So, making sure that you have all the required studies is very important. And those are based on guidances. And then the other thing, that I think has put sponsors on hold in the past, would be severe, unexplained toxicity. So if you have some severe toxicity in one of your animal studies and you can’t explain it and it can’t be monitored, and it’s causing death, then there’s not a lot of ways around it, especially if it’s in that range that you intend to treat.

That could put you on clinical hold, or if it’s in the nervous system, the cardiovascular system, any of the safety farm measurements, then that could be a real issue. Now, one of the best ways to clearly communicate in the IND is to have a very clear section two. One of the ways that the supervisors look through submissions quickly are the tabulated summaries.

So having a very clear toxicology tabulated summary, pharmacology tabulated summary with the pharmacology written summary, and maybe even having that start dose rationale in the toxicology written summary, all of which we do at biologics, are excellent ways to make sure that you’re clearly communicating in your application. And those are the parts of the review that the reviewers at FDA and OND use the most and upfront to get the review done.

James: So properly setting all of that up will help the reviewer get to the heart of what you are attempting to illustrate. Correct? 

Emily: That’s right. And I think that, when I was at the agency, we did have sponsors that never submitted section twos, and I don’t know. In our office, you can get by without submitting a section two, and it’s not recommended.
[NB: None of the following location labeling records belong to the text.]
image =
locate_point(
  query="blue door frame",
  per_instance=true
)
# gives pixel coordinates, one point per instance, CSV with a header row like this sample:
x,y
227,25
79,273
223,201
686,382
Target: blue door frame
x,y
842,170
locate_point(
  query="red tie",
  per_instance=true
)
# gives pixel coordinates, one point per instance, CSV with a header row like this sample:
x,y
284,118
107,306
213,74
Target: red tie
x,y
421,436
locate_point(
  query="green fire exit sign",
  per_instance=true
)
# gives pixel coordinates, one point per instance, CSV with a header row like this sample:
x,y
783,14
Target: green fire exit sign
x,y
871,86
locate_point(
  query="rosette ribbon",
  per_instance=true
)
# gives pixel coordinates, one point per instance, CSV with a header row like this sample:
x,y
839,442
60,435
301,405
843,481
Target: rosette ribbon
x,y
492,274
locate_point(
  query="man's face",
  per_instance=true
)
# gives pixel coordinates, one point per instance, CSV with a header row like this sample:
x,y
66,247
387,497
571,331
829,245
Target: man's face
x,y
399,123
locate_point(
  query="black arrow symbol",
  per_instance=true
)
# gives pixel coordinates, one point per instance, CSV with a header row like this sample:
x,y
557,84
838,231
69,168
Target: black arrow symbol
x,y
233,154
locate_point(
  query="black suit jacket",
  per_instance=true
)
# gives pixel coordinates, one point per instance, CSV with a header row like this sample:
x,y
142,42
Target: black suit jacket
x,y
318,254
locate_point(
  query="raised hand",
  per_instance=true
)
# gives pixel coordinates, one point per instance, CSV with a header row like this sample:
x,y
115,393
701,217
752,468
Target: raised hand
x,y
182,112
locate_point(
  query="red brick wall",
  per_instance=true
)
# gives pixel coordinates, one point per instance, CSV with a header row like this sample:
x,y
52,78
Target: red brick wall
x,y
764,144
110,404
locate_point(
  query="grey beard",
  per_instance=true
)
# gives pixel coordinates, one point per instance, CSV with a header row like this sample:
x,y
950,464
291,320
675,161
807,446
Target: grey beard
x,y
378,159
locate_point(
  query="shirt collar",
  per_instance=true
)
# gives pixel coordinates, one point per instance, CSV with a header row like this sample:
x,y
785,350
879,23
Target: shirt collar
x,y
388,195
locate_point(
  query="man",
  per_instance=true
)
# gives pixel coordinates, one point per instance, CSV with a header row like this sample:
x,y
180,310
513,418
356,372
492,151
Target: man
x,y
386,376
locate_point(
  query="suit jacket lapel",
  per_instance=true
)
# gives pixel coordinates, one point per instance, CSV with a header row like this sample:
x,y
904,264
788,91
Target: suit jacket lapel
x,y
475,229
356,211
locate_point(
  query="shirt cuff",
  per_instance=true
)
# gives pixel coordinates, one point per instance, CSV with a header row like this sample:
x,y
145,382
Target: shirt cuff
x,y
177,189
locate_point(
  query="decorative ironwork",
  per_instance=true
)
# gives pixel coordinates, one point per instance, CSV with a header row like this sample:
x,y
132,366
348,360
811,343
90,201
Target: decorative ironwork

And I think in other offices you may get put on hold for that. 

But yeah, for sure, really you need the safety from the toxicology GLP talk studies to understand what’s happening and to make sure that the drug is safe in humans.And module two is important to make sure that we understand the program and to make sure that the program’s clear, right? 

James: Right. 

Emily: Like I said before, we only spend 40 hours with your development program and you spend years with it, right? Even as a consultant, you would spend less time understanding the development program.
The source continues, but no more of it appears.